Many of us are still wondering where the current global financial crisis began; did it begin because of weak regulatory practice onshore in London, was it as a result of greedy bankers in New York, or were offshore tax havens like the Isle of Man perhaps to blame for allowing wealthy individuals to shield their wealth from taxation?
Well, a review into what exactly caused the economic breakdown that is affecting the world at the moment was commissioned and has been completed by Lord Turner, who’s the UK’s Chairman of the Financial Services Authority. He has looked right into the heart of the issue to determine how we have ended up in this mess, and how we can protect ourselves from ever falling foul of such a crisis again.

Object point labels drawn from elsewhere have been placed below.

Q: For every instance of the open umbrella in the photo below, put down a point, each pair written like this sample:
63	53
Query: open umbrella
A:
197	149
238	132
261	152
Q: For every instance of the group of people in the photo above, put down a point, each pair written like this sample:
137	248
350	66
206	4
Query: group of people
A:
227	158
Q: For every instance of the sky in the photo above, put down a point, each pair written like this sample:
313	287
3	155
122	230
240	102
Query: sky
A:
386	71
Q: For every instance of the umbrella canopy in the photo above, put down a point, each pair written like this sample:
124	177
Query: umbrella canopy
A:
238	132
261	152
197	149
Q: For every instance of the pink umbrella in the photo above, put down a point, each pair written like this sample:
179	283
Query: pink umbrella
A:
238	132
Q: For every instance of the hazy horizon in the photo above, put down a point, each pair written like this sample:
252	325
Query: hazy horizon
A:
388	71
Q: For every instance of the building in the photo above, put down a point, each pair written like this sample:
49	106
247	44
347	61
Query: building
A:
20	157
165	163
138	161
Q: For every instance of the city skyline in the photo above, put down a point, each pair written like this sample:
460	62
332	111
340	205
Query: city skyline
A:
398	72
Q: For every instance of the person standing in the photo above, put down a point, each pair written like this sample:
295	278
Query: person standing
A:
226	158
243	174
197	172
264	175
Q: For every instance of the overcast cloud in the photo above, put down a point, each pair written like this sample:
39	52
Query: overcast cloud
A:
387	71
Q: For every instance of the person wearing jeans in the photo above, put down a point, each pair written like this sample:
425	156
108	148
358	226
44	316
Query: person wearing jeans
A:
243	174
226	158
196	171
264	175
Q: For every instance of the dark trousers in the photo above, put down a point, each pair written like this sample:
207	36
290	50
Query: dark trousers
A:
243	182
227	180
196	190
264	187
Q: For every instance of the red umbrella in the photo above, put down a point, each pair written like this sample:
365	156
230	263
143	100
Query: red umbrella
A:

And the good news is, (if there is any at all!), that offshore tax havens are actually innocent in terms of the global financial crisis. Whilst certain financial institutions within offshore tax havens have collapsed and/or added to the global crisis - Kaupthing Singer & Friedlander, Isle of Man (KSFIOM) most notably – the havens themselves are not central or even contributory factors to the dire economic state we are now all in, apparently.
The report commissioned to try and determine how this global economic situation has arisen is entitled the ‘Review of Global Banking Regulation;’ as stated, it was completed by the UK’s own Lord Adair Turner, and his findings are probably what we all expected to read. “Many of the problems arose from the inadequate regulation of the trading activities of banks through onshore legal entities in major financial centres such as London or New York.” He goes on to explain quite clearly that “it is important to recognise the role of offshore financial centres was not central to the origins of the current crisis.”
Therefore, those who continue to muck rake and slate offshore tax havens for corrupting economies of the world and for causing great disharmony economically speaking, clearly do not have a leg to stand on! The findings of Lord Turner’s review do go on to insist that greater regulatory harmony will have to exist between onshore and offshore havens in the future – but thanks to the OECD and G20 nations, this is already coming into effect. Exchange of taxation information for individuals between nations is already happening – and so it is up to the financial institutions themselves to be clearer about what they and their employees are up to with our money, rather than what we as individuals are doing to get the best returns on our saved capital.
At Shelter Offshore we couldn’t be more pleased that this review has taken place and attempted to lay blame clearly where it is due. I.e., at the feet of those who failed to regulate financial institutions effectively, and also at the feet of those who exploited the lack of regulations for their own gains.